# Why are MLB/MLBPA and VF Imagewear/Majestic able to sell imports?



## rawbhaze (Jan 29, 2011)

I'm curious as to how particularly the MLBPA is able to license and deal with VF Imagewear (parent company of Majestic) who is then having the apparel made overseas.

What happened to the golden union rule of any union goods being made in a union shop in the USA from Made In USA materials?

Why do the supposed rough and rugged, blue collar and pro USA union workers in New York, Boston, Detroit, etc. buy and wear this imported crap that is being pimped out by another union?


----------



## kimura-mma (Jul 26, 2008)

rawbhaze said:


> I'm curious as to how particularly the MLBPA is able to license and deal with VF Imagewear (parent company of Majestic) who is then having the apparel made overseas.


When Majestic took on the exclusive license, all Authentic Collection products had to be made domestically. That was a major reason why Majestic got the exclusive license. In fact, they were contractually obligated to produce the uniforms in Majestic facilities in PA. I'm not sure if imported materials were allowed, but the cut and sew work had to be done domestically.
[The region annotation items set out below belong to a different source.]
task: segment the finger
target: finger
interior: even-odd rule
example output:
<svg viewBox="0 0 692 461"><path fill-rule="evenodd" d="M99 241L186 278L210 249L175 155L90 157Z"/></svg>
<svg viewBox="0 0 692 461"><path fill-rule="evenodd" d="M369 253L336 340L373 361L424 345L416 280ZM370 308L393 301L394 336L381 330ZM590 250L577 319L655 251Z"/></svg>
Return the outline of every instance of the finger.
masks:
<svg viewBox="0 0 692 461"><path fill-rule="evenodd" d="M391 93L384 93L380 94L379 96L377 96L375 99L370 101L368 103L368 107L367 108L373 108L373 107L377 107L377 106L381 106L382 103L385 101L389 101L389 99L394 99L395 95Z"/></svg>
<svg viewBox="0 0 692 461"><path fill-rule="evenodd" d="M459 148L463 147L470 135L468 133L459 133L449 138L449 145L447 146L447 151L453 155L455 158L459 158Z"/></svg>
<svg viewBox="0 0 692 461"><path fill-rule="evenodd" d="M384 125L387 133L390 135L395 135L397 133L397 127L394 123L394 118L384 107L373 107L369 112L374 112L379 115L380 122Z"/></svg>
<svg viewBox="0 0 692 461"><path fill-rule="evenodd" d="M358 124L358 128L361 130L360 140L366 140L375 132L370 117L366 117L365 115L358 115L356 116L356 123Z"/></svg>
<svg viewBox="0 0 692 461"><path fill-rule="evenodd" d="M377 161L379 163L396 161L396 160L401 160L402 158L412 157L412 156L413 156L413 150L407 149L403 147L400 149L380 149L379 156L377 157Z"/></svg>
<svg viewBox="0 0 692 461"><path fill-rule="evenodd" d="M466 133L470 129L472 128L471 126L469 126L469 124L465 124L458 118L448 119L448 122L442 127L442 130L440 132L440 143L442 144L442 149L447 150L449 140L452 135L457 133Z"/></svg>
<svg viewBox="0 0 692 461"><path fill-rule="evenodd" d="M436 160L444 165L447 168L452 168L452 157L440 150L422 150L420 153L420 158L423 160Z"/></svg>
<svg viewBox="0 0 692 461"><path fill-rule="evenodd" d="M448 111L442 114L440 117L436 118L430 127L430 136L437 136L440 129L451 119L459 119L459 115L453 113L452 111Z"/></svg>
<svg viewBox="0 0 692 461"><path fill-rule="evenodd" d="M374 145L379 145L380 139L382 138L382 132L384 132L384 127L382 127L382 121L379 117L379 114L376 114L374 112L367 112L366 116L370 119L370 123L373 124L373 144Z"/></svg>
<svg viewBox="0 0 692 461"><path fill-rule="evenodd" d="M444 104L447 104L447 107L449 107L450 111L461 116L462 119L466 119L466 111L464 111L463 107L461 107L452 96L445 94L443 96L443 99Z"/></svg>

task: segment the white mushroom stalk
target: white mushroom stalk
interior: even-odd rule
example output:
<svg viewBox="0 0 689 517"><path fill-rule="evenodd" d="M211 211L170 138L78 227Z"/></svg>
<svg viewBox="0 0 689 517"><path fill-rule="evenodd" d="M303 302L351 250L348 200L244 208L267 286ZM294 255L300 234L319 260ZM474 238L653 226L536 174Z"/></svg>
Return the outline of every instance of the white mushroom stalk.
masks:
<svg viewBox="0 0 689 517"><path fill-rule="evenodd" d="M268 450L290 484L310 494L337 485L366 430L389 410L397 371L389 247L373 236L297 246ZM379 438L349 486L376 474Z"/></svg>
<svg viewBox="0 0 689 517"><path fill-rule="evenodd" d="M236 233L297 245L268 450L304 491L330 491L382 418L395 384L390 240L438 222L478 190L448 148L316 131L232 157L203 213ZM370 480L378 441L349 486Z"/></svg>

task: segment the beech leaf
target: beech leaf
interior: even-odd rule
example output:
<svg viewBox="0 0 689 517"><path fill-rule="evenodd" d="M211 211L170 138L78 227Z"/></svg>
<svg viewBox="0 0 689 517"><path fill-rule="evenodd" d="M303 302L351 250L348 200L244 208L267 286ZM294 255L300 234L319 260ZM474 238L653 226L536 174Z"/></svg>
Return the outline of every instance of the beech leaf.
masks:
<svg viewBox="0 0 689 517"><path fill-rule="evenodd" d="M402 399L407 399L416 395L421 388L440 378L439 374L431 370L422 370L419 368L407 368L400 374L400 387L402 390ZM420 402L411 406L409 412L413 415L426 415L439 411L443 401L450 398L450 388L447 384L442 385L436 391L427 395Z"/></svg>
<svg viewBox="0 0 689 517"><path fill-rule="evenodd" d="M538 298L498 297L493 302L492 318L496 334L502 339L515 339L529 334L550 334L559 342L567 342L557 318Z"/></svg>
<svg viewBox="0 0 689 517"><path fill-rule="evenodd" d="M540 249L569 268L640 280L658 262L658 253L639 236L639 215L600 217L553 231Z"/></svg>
But that original contract expired in 2009, they are now in the extended deal which was negotiated by VF. So I'm not sure if the same rules apply.



rawbhaze said:


> What happened to the golden union rule of any union goods being made in a union shop in the USA from Made In USA materials?


Licensees are free to produce the goods anywhere they want. The licensor can place restrictions if they want, but I don't believe MLB does.



rawbhaze said:


> Why do the supposed rough and rugged, blue collar and pro USA union workers in New York, Boston, Detroit, etc. buy and wear this imported crap that is being pimped out by another union?


Most people are probably able to create a separation between the unions they support and the team apparel they wear. I'm sure there are people who care enough to only wear Made in USA clothes. But I'm sure there are plenty of people who buy team jerseys without ever looking at where it's made.

There would be a bit of irony of someone wanting a Mariano Rivera jersey, but would only wear it if it were Made in USA. (For anyone not getting the irony, Mariano Rivera is from Panama).


----------